As the film starts Brando’s Terry Malloy is instrumental in the death of long shoreman Joey Doyle. Doyle’s death was supposedly due to the fact that he was about to testify against gangster Johnny Friendly, the man who runs the docks and trades illegally. Terry’s connection to the murder is cemented by the fact that his brother Charley works as Friendly’s accountant. The relationship between Terry and Charley is an odd one especially seeing as the latter got the former to throw fights in his days as a prize fighter. Events get complicated when Terry falls for Doyle’s sister Evie who, along with Malden’s priest Father Barry, tries to convince Terry to testify against Friendly. Worried that Terry is being swayed Friendly sends Charley out to set Terry straight where Terry delivers the still famous ‘I Coulda Been a Contender’ speech. Eventually Terry testifies and Friendly turns the rest of the dockworkers against him and has him beaten up but Friendly is then discredited with all the longshoremen turning their backs on him.

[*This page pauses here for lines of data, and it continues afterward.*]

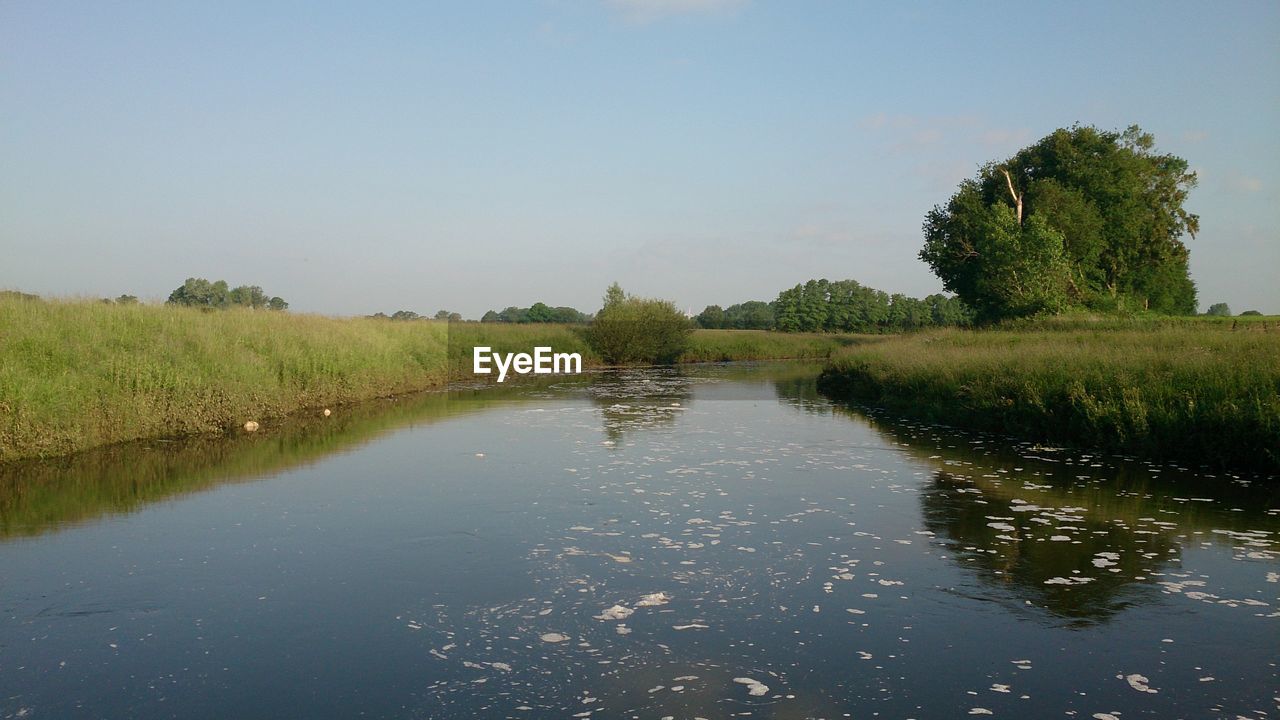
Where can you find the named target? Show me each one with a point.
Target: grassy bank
(1192, 392)
(82, 374)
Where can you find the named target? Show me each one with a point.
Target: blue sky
(356, 158)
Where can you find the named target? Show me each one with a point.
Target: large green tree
(1082, 218)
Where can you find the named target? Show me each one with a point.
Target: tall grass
(1200, 393)
(81, 374)
(78, 374)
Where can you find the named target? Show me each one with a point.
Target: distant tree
(613, 295)
(199, 292)
(711, 318)
(540, 313)
(750, 315)
(565, 314)
(636, 329)
(248, 296)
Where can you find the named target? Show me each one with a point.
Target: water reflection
(1078, 536)
(632, 400)
(40, 496)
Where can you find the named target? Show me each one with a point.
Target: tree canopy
(1083, 218)
(536, 313)
(199, 292)
(638, 329)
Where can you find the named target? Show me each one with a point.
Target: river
(699, 542)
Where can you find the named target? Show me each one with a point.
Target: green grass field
(1194, 391)
(78, 374)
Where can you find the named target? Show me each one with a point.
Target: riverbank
(80, 374)
(1191, 392)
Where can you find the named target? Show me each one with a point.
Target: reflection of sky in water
(703, 542)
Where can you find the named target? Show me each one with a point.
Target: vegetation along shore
(1193, 391)
(78, 374)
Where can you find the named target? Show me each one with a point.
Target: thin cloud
(644, 12)
(1243, 183)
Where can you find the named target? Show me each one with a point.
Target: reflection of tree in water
(1024, 551)
(641, 399)
(1074, 533)
(801, 392)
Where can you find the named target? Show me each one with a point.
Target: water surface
(712, 541)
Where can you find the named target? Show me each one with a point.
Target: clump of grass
(720, 346)
(511, 337)
(80, 374)
(1196, 392)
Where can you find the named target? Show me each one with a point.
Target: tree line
(536, 313)
(200, 292)
(822, 305)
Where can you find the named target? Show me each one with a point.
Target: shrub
(639, 329)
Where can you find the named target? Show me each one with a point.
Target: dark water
(472, 554)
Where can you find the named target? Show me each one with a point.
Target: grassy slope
(82, 374)
(1197, 392)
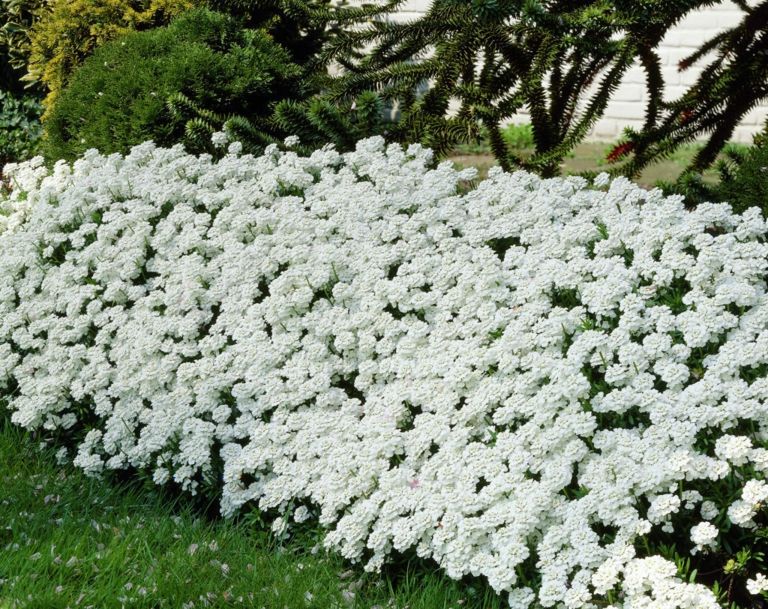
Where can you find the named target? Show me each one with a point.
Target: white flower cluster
(512, 381)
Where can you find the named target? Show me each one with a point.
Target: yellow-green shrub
(68, 31)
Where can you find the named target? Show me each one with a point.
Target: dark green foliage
(558, 60)
(303, 27)
(744, 176)
(734, 82)
(118, 98)
(16, 18)
(743, 179)
(318, 122)
(20, 129)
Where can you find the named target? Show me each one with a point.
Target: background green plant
(16, 19)
(118, 98)
(467, 66)
(730, 85)
(20, 129)
(65, 32)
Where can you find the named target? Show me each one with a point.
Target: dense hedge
(119, 96)
(557, 386)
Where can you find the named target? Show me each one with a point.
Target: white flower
(704, 536)
(352, 334)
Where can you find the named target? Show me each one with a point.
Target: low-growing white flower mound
(521, 382)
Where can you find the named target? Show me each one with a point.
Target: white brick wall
(626, 108)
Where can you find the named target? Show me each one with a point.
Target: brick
(691, 39)
(624, 110)
(417, 6)
(707, 19)
(629, 93)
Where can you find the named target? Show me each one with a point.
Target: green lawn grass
(69, 541)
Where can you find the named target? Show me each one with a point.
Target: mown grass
(69, 541)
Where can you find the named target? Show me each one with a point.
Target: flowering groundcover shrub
(558, 387)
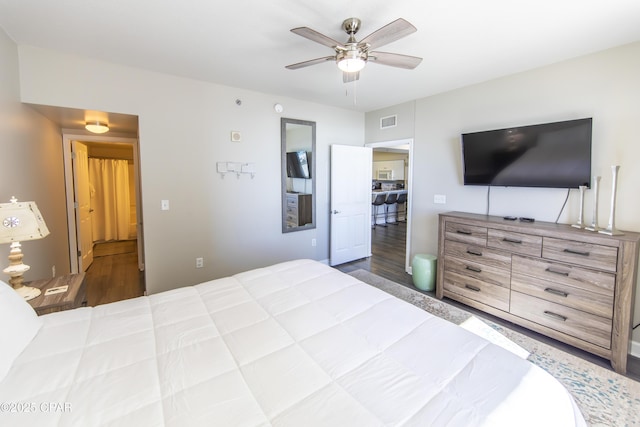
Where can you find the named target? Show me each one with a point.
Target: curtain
(109, 180)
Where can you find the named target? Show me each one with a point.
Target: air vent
(388, 122)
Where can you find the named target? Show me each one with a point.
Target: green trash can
(423, 268)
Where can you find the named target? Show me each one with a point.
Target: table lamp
(20, 221)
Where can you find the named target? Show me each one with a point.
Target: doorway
(103, 150)
(403, 149)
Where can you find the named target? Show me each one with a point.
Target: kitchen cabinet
(395, 166)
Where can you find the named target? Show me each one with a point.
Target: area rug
(604, 397)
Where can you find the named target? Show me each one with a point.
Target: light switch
(440, 199)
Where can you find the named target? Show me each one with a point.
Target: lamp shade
(96, 127)
(21, 221)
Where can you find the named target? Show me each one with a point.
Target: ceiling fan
(353, 55)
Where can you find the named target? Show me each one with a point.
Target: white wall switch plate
(439, 198)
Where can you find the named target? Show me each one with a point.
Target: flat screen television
(298, 164)
(550, 155)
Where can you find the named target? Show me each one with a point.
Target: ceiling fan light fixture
(351, 65)
(96, 127)
(351, 61)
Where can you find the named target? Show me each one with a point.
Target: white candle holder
(594, 222)
(611, 228)
(580, 222)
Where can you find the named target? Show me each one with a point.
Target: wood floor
(388, 246)
(114, 275)
(388, 261)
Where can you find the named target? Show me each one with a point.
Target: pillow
(19, 323)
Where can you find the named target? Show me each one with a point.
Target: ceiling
(247, 43)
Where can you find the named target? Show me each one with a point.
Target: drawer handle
(574, 252)
(474, 252)
(508, 240)
(555, 315)
(557, 292)
(562, 273)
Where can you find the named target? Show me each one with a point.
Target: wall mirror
(298, 153)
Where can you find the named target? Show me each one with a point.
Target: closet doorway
(103, 197)
(398, 240)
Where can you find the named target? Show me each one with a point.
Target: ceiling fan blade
(395, 60)
(389, 33)
(350, 77)
(310, 62)
(317, 37)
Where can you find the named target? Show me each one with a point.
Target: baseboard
(635, 349)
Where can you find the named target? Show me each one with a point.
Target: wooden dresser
(570, 284)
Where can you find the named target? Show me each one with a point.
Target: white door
(82, 204)
(350, 203)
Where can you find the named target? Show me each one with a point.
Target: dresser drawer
(477, 290)
(597, 283)
(478, 254)
(466, 233)
(585, 326)
(519, 243)
(594, 256)
(493, 275)
(579, 299)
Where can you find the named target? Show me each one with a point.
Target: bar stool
(390, 200)
(402, 200)
(378, 201)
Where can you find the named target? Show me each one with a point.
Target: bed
(297, 343)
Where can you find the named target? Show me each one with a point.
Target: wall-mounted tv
(298, 164)
(551, 155)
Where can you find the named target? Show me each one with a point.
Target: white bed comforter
(294, 344)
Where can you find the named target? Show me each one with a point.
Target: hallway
(388, 249)
(114, 274)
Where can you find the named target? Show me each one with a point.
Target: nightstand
(74, 297)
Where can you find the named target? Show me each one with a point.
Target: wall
(184, 129)
(31, 169)
(405, 124)
(604, 86)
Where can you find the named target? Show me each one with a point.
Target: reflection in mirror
(298, 147)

There’s so much to praise about On The Waterfront and thankfully for once a great film gets recognised by the Academy winning Best Picture, Actor, Director, Screenplay and Supporting Actress for Eva Marie Saint as Evie. Saint is great in the film so much so I think this was almost a Lead performance which would’ve seen the film scoop the much-touted ‘Big Five’. If Streetcar was Brando’s breakout then this was definitely his star-making turn playing a conflicting character wanting to do what’s right but not wanting to test his loyalty against his brother and the men who have been giving him the job. There are also so many great cinematic moments from the aforementioned contender speech, to the final scene in which a beaten Terry makes his way to work despite being light on his feet and having blurred sight. But my favourite scene is probably Terry telling Evie about his involvement in Joey’s death which we don’t hear as a big steamship comes past making their conversation inaudible. On the Waterfront also clinched three deserving nominations in the Best Supporting Actor category with all three men ultimately losing to The Barefoot Contessa’s Edmund O’Brien. Of these three I think that Karl Malden was my favourite as the caring yet realistic Father Barry. However, Lee J Cobb was great as Friendly and Rod Steiger stole a few scenes as the manipulative Charlie. Leonard Bernstein’s score was similarly fantastic as it leant to the overall atmospheric tone of the piece. The Oscar-winning cinematography is just a thing of beauty with the shots of Hoboken, New Jersey adding to the realism of the piece. This realism is enhanced by the fact that certain members of the cast were non-professional actors which is particularly true of the real-life prize fighters who portrayed Friendly’s goons. Ultimately, On the Waterfront has to go down as one of the greatest films of all time and one of a handful of films that deserved its Best Picture win.